Se você é neutro, o nosso veredito é sincero: ‘Witness’ é um álbum quase bom. Assim como o ‘Joanne’ de Lady Gaga, o ‘ANTI‘ de Rihanna e o ‘Glory’ de Britney Spears, o KP4 não será um disco campeão de vendas, não é o tipo de obra que deixa a crítica sem argumentos e, infelizmente, não tem hits arrasadores, do tipo que, com o passar dos anos, se tornam hinos da música pop, como o atemporal ‘Firework’. As faixas boas do álbum são esquecíveis e a busca por uma sonoridade diferenciada tornam as melodias razoáveis e, no máximo, bacaninhas.

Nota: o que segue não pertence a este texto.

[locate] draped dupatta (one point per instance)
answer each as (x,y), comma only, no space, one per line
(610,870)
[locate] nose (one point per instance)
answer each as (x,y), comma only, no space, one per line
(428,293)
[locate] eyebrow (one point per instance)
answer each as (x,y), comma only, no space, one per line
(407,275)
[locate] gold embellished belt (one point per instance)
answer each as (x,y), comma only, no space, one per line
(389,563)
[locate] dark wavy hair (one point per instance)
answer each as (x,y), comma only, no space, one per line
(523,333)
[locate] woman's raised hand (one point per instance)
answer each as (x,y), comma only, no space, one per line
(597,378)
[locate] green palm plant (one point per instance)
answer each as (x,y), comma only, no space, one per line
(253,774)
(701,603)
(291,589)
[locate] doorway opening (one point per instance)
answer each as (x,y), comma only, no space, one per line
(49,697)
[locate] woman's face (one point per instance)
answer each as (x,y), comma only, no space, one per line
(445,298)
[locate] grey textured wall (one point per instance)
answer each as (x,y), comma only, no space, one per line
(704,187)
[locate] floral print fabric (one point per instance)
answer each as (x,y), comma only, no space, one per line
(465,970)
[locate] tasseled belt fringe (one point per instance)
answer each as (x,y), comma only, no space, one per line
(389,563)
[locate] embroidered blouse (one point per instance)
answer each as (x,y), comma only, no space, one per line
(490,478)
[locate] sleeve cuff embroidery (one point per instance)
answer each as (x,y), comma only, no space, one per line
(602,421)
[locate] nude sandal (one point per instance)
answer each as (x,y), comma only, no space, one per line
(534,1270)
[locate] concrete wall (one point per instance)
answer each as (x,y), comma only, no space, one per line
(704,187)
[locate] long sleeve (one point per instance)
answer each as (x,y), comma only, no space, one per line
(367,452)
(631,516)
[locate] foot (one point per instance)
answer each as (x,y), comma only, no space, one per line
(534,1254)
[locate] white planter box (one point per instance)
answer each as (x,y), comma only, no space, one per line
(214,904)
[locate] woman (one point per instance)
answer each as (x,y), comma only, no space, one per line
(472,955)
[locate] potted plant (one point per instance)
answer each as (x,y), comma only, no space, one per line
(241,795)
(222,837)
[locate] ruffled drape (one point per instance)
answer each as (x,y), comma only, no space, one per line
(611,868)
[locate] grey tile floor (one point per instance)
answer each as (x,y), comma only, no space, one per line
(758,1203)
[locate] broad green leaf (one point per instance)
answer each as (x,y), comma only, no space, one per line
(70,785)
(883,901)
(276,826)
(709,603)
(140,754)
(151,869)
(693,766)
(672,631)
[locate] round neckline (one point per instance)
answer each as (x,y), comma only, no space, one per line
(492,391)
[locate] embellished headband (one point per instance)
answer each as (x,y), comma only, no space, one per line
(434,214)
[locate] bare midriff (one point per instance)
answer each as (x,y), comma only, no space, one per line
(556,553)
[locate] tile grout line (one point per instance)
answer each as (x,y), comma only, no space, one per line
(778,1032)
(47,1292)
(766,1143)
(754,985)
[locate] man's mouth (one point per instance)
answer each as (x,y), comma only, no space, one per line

Se isso é o um problema? Não necessariamente. A melhor coisa sobre o álbum é a sua válida tentativa de fazer algo inusitado e diferente, uma vez que é assim, saindo da zona de conforto e ousando, que se chega a resultados excepcionais. Katy Perry é uma artista consagrada e vai continuar sendo, mesmo com um álbum de menor apelo comercial na discografia. Afinal, convenhamos: se alguém podia tirar tudo do lugar e se dar ao luxo de mudar tudo que achasse pertinente, sem olhar para trás, esse alguém era ela.